Download or read book Robust High-dimensional Data Analysis Using a Weight Shrinkage Rule written by Bin Luo and published by . This book was released on 2016 with total page 73 pages. Available in PDF, EPUB and Kindle. Book excerpt: "In high-dimensional settings, a penalized least squares approach may lose its efficiency in both estimation and variable selection due to the existence of either outliers or heteroscedasticity. In this thesis, we propose a novel approach to perform robust high-dimensional data analysis in a penalized weighted least square framework. The main idea is to relate the irregularity of each observation to a weight vector and obtain the outlying status data-adaptively using a weight shrinkage rule.
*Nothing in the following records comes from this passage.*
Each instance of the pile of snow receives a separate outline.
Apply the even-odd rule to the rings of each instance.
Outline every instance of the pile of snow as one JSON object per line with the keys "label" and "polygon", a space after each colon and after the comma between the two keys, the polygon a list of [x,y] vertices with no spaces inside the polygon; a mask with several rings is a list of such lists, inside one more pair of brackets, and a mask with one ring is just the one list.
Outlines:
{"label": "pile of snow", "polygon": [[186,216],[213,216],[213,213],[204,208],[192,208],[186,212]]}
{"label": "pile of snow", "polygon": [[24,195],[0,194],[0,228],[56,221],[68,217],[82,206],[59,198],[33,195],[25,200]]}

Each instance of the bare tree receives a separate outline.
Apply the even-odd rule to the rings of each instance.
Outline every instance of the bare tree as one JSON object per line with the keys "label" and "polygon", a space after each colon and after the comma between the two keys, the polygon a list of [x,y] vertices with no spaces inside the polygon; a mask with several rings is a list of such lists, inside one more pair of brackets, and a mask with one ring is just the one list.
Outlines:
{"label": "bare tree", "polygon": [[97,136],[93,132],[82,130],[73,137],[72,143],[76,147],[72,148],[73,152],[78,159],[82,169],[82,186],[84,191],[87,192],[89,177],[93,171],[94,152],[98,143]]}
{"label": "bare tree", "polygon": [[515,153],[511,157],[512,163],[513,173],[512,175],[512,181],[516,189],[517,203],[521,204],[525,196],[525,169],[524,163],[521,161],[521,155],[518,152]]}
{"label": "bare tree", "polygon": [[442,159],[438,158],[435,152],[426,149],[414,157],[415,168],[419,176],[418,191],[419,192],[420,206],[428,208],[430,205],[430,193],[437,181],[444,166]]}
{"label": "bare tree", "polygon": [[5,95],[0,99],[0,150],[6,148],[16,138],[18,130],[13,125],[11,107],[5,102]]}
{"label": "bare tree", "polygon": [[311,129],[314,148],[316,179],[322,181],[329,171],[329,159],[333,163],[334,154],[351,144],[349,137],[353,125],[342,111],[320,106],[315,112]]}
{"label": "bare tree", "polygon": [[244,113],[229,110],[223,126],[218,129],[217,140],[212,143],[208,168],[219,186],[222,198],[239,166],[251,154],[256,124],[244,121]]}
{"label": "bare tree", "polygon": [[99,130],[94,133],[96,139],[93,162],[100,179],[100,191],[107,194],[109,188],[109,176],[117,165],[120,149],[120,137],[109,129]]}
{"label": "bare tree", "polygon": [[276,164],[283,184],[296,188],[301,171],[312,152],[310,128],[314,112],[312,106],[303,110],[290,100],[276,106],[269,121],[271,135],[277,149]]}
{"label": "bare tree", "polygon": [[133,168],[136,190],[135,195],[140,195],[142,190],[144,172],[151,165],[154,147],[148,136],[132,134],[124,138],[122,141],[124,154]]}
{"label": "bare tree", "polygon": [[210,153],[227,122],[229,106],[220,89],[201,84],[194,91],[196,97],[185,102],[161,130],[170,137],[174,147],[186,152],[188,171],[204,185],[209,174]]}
By usage of L-1 type regularization on both the coefficients and weight vectors, the proposed method is able to perform simultaneous variable selection and outliers detection efficiently. Eventually, this procedure results in estimators with potentially strong robustness and non-asymptotic consistency. We provide a unified link between the weight shrinkage rule and a robust M-estimation in general settings. We also establish the non-asymptotic oracle inequalities for the joint estimation of both the regression coefficients and weight vectors. These theoretical results allow the number of variables to far exceed the sample size. The performance of the proposed estimator is demonstrated in both simulation studies and real examples."--Abstract from author supplied metadata.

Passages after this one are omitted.